Long before the course launched, I felt sure that there were two things we would need to accomplish, and accomplish well, in order to make a (conceptual, proof-oriented) advanced math MOOC work: the establishment (and data gathering from) small study groups in which students could help one another, and the provision of a crowd-sourced evaluation and grading system.

When I put my course together, the Coursera platform supported neither. They were working on a calibrated peer review module, but implementing the group interaction side was still in the future. (The user-base growth of Coursera has been so phenomenal, it’s a wonder they can keep the system running at all!)

Thus, when my course launched, there was no grouping system, nor indeed any social media functionality other than the common discussion forums. So the students had to form their own groups using whatever media they could: Facebook, Skype, Google Groups, Google Docs, or even the local pub, bar, or coffee shop for co-located groups. Those probably worked out fine, but since they were outside our platform, we had no way to monitor the activity – an essential functionality if we are to turn this initial, experimental phase of MOOCs  into something robust and useful in the long term.

Coursera had built a beta-release, peer evaluation system for a course on Human Computer Interaction, given by a Stanford colleague of mine. But his needs were different from mine, so the platform module needed more work – more work than there was really time for! In my last post, I described some of the things I had to cope with to get my exam up and running. (To be honest, I like the atmosphere of working in startup mode, but even in Silicon Valley there are still only 24 hours in a day.)

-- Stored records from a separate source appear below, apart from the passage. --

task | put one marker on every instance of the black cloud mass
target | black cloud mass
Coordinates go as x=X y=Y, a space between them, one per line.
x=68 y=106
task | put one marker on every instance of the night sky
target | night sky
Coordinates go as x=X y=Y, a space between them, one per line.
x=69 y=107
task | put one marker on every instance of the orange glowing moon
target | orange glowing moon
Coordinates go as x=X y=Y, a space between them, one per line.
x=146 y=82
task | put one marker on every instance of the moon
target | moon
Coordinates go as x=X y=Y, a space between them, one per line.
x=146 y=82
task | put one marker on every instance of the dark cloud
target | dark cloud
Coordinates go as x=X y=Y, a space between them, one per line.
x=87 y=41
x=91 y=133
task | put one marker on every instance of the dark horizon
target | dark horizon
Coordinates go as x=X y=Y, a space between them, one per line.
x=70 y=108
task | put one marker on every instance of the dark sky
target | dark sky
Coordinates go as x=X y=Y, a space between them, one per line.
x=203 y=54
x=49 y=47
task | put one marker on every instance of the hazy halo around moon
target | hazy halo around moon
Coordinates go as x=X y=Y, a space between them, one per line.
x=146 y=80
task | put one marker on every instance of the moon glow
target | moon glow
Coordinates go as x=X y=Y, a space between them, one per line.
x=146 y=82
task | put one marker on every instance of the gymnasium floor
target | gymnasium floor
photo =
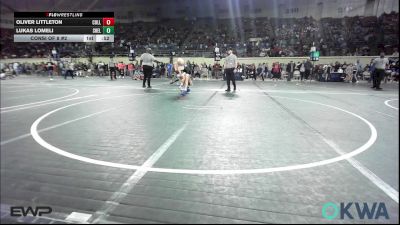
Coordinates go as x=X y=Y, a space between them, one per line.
x=118 y=153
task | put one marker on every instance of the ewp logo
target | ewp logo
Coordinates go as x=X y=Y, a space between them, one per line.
x=363 y=210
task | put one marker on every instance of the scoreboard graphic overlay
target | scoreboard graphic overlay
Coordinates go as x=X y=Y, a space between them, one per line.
x=64 y=26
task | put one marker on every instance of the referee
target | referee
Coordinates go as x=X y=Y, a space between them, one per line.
x=230 y=65
x=146 y=60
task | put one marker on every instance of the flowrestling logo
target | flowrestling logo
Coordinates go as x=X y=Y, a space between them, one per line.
x=353 y=210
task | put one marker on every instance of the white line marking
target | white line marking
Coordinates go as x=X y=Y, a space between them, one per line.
x=48 y=103
x=131 y=182
x=55 y=126
x=196 y=108
x=32 y=89
x=391 y=192
x=9 y=98
x=387 y=103
x=353 y=153
x=53 y=99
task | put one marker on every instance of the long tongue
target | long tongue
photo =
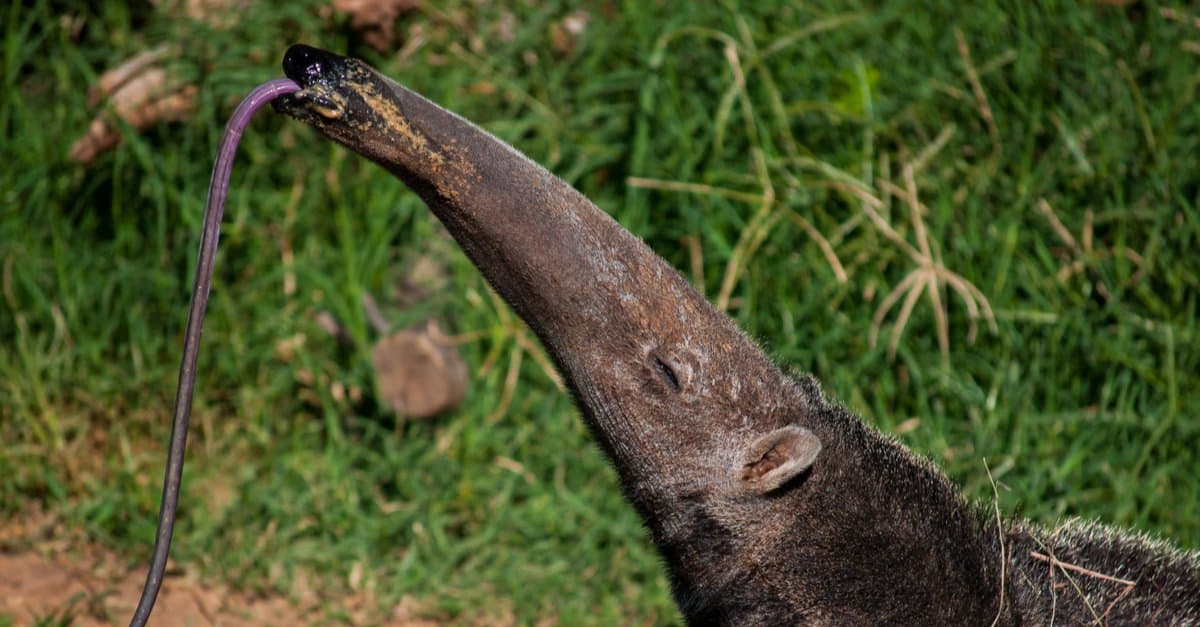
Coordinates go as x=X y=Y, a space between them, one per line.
x=213 y=212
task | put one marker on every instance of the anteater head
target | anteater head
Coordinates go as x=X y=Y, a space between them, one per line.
x=703 y=429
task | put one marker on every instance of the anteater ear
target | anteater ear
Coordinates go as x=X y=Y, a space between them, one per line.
x=778 y=457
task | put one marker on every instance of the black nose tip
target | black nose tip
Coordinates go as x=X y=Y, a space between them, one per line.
x=305 y=64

It’s important to remember that the first wave of MOOCs in the current, explosive, growth period all came out of computer science departments, first at Stanford, then at MIT. But CS is an atypical case when it comes to online learning. Although many aspects of computer science involve qualitative judgments and conceptual reasoning, the core parts of the subject are highly procedural, and lend themselves to instruction-based learning and to machine evaluation and grading. (“Is that piece of code correct?” Just see if it runs as intended.)

The core notion in university level mathematics, however, is the proof. But you can’t learn how to prove something by being told or shown how to do it any more than you can learn how to ride a bike by being told or shown. You have to try for yourself, and keep trying, and falling, until it finally clicks. Moreover, apart from some very special, and atypical, simple cases, proofs cannot be machine graded. In that regard, they are more like essays than calculations. Indeed, one of the things I told my students was that a good proof is a story, that explains why something is the case.

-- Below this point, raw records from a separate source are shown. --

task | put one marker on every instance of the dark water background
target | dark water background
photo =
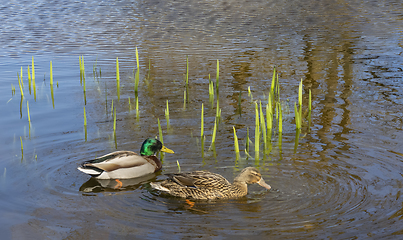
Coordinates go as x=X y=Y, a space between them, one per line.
x=343 y=179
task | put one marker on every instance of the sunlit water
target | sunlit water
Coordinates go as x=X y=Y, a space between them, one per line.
x=342 y=179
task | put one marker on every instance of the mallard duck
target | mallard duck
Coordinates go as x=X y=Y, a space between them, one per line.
x=207 y=186
x=126 y=164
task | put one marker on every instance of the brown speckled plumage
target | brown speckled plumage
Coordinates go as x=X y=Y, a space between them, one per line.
x=206 y=185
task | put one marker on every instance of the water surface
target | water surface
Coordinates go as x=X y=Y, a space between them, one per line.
x=342 y=179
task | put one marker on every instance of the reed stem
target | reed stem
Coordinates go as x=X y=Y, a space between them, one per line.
x=51 y=73
x=257 y=133
x=29 y=116
x=85 y=118
x=33 y=77
x=160 y=132
x=236 y=144
x=202 y=122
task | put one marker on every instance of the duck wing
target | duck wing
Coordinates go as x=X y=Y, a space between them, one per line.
x=116 y=160
x=199 y=179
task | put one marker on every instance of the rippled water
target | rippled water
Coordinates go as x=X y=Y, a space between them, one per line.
x=342 y=179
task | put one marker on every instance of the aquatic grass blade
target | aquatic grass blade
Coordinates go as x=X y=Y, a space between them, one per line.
x=29 y=117
x=300 y=94
x=167 y=115
x=51 y=73
x=236 y=143
x=280 y=119
x=22 y=81
x=160 y=131
x=20 y=85
x=29 y=80
x=257 y=133
x=214 y=135
x=117 y=79
x=85 y=118
x=202 y=122
x=217 y=77
x=273 y=81
x=297 y=116
x=310 y=101
x=33 y=77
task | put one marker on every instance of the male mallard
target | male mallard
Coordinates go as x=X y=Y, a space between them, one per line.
x=207 y=185
x=126 y=164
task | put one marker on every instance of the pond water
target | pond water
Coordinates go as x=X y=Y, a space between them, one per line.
x=340 y=178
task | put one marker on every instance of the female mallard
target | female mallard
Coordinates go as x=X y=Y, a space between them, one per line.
x=207 y=185
x=126 y=164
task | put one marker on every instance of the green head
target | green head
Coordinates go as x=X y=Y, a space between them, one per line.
x=151 y=146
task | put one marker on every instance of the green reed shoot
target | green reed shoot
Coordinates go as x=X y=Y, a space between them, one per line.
x=136 y=81
x=187 y=72
x=29 y=80
x=239 y=102
x=247 y=140
x=167 y=114
x=184 y=100
x=214 y=134
x=117 y=78
x=269 y=114
x=29 y=116
x=217 y=77
x=85 y=118
x=137 y=108
x=202 y=122
x=273 y=82
x=114 y=121
x=137 y=76
x=112 y=108
x=114 y=128
x=280 y=118
x=117 y=70
x=257 y=133
x=211 y=90
x=81 y=70
x=22 y=99
x=236 y=144
x=160 y=131
x=20 y=84
x=310 y=101
x=33 y=77
x=218 y=110
x=51 y=73
x=250 y=94
x=300 y=94
x=137 y=59
x=22 y=146
x=297 y=116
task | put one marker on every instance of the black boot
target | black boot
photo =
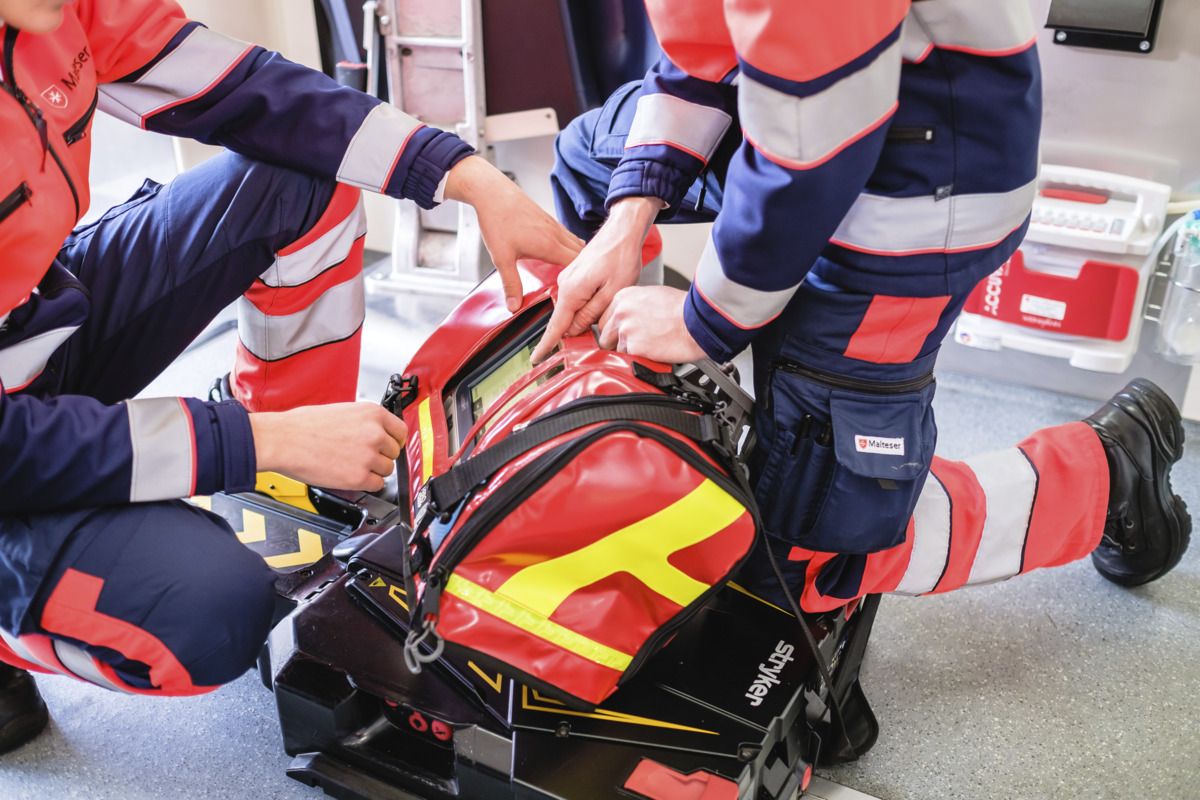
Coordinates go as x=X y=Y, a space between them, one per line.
x=22 y=711
x=1147 y=527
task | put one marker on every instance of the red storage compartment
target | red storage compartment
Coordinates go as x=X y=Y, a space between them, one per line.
x=1097 y=304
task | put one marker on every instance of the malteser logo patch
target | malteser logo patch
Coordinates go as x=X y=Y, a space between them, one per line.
x=55 y=96
x=71 y=79
x=880 y=445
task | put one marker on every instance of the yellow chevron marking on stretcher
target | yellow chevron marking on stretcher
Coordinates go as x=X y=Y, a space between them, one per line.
x=538 y=625
x=496 y=683
x=641 y=549
x=426 y=421
x=285 y=489
x=739 y=588
x=396 y=593
x=610 y=716
x=311 y=549
x=253 y=528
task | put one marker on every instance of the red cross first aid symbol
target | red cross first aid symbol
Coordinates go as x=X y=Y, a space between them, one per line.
x=55 y=97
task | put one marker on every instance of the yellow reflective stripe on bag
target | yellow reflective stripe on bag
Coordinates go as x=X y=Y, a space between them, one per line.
x=529 y=597
x=641 y=549
x=532 y=623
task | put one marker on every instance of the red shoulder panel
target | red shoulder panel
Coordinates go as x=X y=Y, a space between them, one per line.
x=125 y=35
x=694 y=36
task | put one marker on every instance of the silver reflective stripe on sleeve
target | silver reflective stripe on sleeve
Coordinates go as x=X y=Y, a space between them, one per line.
x=83 y=666
x=163 y=450
x=376 y=148
x=329 y=250
x=198 y=64
x=1009 y=485
x=803 y=132
x=981 y=26
x=741 y=305
x=23 y=361
x=666 y=119
x=900 y=226
x=22 y=651
x=333 y=317
x=930 y=540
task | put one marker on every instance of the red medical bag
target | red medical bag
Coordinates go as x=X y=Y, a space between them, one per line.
x=568 y=516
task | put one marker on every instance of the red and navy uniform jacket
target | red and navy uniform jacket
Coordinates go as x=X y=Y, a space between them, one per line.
x=889 y=146
x=147 y=64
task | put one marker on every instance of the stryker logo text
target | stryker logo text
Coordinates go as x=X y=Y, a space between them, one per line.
x=768 y=673
x=993 y=289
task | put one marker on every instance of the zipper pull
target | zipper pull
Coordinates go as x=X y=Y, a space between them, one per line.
x=703 y=190
x=42 y=132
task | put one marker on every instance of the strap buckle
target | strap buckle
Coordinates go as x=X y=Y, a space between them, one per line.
x=400 y=394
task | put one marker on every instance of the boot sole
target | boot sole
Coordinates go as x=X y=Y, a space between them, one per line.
x=1168 y=446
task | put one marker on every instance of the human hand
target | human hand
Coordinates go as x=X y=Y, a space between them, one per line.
x=513 y=226
x=337 y=446
x=611 y=262
x=648 y=322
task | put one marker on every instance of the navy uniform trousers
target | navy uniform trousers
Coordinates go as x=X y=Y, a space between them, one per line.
x=155 y=597
x=840 y=367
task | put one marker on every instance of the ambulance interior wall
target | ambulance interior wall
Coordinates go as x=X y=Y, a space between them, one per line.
x=1123 y=113
x=1119 y=112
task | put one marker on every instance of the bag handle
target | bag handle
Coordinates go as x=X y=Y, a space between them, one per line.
x=445 y=491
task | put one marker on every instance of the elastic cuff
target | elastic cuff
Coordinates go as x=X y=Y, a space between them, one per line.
x=649 y=179
x=225 y=446
x=706 y=337
x=427 y=157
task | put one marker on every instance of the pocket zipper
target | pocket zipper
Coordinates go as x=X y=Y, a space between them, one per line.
x=911 y=134
x=79 y=128
x=853 y=384
x=17 y=198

Feedback from others struggling to master abstract concepts and proofs can help enormously. Study groups can provide that, along with the psychological stimulus of knowing that others are having just as much difficulty as you are. Since companies like Facebook have shown us how to build platforms that support the creation of groups, that part can be provided online. And when Coursera is able to devote resources to doing it, I know it will work just fine. (If they want to, they can simply hire some engineers from Facebook, which is little more than a mile away. I gather that, like Google before it, the fun period there has long since passed and fully vested employees are looking to move.)

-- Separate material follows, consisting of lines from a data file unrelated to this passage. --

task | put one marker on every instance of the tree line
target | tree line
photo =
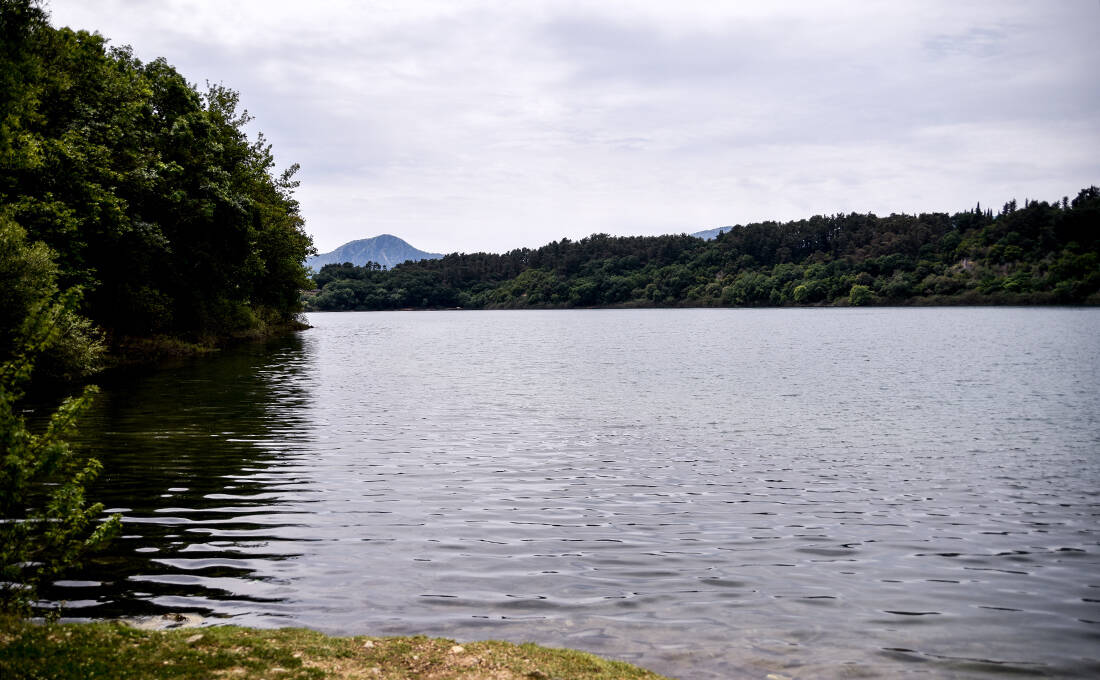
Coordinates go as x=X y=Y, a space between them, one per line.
x=1040 y=253
x=134 y=212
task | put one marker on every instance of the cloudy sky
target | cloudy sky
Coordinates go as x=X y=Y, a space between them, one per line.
x=475 y=125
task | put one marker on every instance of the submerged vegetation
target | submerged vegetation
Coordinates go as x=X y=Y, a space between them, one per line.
x=114 y=650
x=1036 y=254
x=145 y=193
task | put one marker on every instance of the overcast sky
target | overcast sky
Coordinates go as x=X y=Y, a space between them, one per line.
x=469 y=125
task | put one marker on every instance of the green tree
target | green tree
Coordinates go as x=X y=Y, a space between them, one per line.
x=860 y=295
x=45 y=523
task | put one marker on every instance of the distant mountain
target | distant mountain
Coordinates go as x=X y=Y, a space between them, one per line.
x=710 y=233
x=386 y=250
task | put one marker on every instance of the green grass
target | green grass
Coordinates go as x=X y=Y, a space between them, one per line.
x=85 y=651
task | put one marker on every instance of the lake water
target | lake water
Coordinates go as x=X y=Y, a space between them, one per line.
x=817 y=493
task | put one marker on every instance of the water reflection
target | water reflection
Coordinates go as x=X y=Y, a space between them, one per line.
x=199 y=460
x=711 y=493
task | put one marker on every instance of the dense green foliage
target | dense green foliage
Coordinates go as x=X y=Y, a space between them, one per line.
x=132 y=208
x=151 y=194
x=45 y=523
x=1042 y=253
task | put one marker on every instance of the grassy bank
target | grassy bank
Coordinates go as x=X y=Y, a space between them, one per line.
x=83 y=651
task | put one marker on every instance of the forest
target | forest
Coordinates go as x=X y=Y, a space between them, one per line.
x=138 y=196
x=1036 y=254
x=136 y=218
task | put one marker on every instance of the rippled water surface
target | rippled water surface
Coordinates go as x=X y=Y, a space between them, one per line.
x=710 y=493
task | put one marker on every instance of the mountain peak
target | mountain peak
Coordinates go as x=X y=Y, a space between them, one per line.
x=385 y=249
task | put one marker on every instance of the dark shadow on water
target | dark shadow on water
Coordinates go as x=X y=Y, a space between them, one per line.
x=195 y=458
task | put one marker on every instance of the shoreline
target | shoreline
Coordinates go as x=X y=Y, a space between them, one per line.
x=116 y=649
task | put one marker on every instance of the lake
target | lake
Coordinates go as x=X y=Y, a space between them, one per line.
x=816 y=493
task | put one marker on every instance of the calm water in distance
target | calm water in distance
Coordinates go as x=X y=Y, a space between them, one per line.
x=710 y=493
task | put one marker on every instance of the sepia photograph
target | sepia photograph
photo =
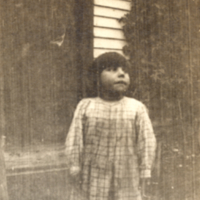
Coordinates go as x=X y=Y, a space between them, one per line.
x=99 y=100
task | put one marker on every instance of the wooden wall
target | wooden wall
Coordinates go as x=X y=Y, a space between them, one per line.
x=38 y=70
x=108 y=34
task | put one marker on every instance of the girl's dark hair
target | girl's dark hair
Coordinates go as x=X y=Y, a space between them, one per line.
x=110 y=59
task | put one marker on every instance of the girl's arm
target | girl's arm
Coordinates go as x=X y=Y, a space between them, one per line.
x=74 y=140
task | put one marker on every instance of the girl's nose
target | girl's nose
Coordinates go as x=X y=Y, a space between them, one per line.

The other issue, that of evaluation and grading, is more tricky. The traditional solution is for the professor to evaluate and grade the class, perhaps assisted by one or more TAs (Teaching Assistants). But for classes that number in the tens of thousands, that is clearly out of the question. Though it’s tempting to dream about building a Wikipedia-like community of dedicated, math-PhD-bearing volunteers, who will participate in a mathematical MOOC whenever it is offered – indeed I do dream about it – it would take time to build up such a community, and what’s more, it’s hard to see there being enough qualified volunteers to handle the many different math MOOCs that will soon be offered by different instructors. (In contrast, there is just one Wikipedia, of course.)

That leaves just one solution: peer grading, where all the students in the class, or at least a significant portion thereof, are given the task of grading the work of their peers. In other words, we have to make this work. And to do that, we have to take the first step. I just did.

Knowing just how many unknowns we were dealing with, my expectations were not high, and I tried to prepare the students for what could well turn out to be chaos. (It did.) The website description of the exam grading system was littered with my cautions and references to being “live beta”. On October 15, when the test run without the grading part was about to launch, I posted yet one more cautionary note on the main course announcements page:

… using the Calibrated Peer Review System for a course like this is, I believe, new. (It’s certainly new to me and my assistants!) So this is all very much experimental. Please approach it in that spirit!

Even so, many of the students were taken aback by just how clunky and buggy the thing was, and the forums sprung alive with exasperated flames. I took solace in the recent release of Apple Maps on the iPhone, which showed that even with the resources and expert personnel available to one of the world’s wealthiest companies, product launches can go badly wrong – and we were just one guy and two part-time, volunteer student assistants, working on a platform being built under us by a small startup company sustained on free Coke and stock options. (I’m guessing the part about the Coke and the options, but that is the prevalent Silicon Valley model.)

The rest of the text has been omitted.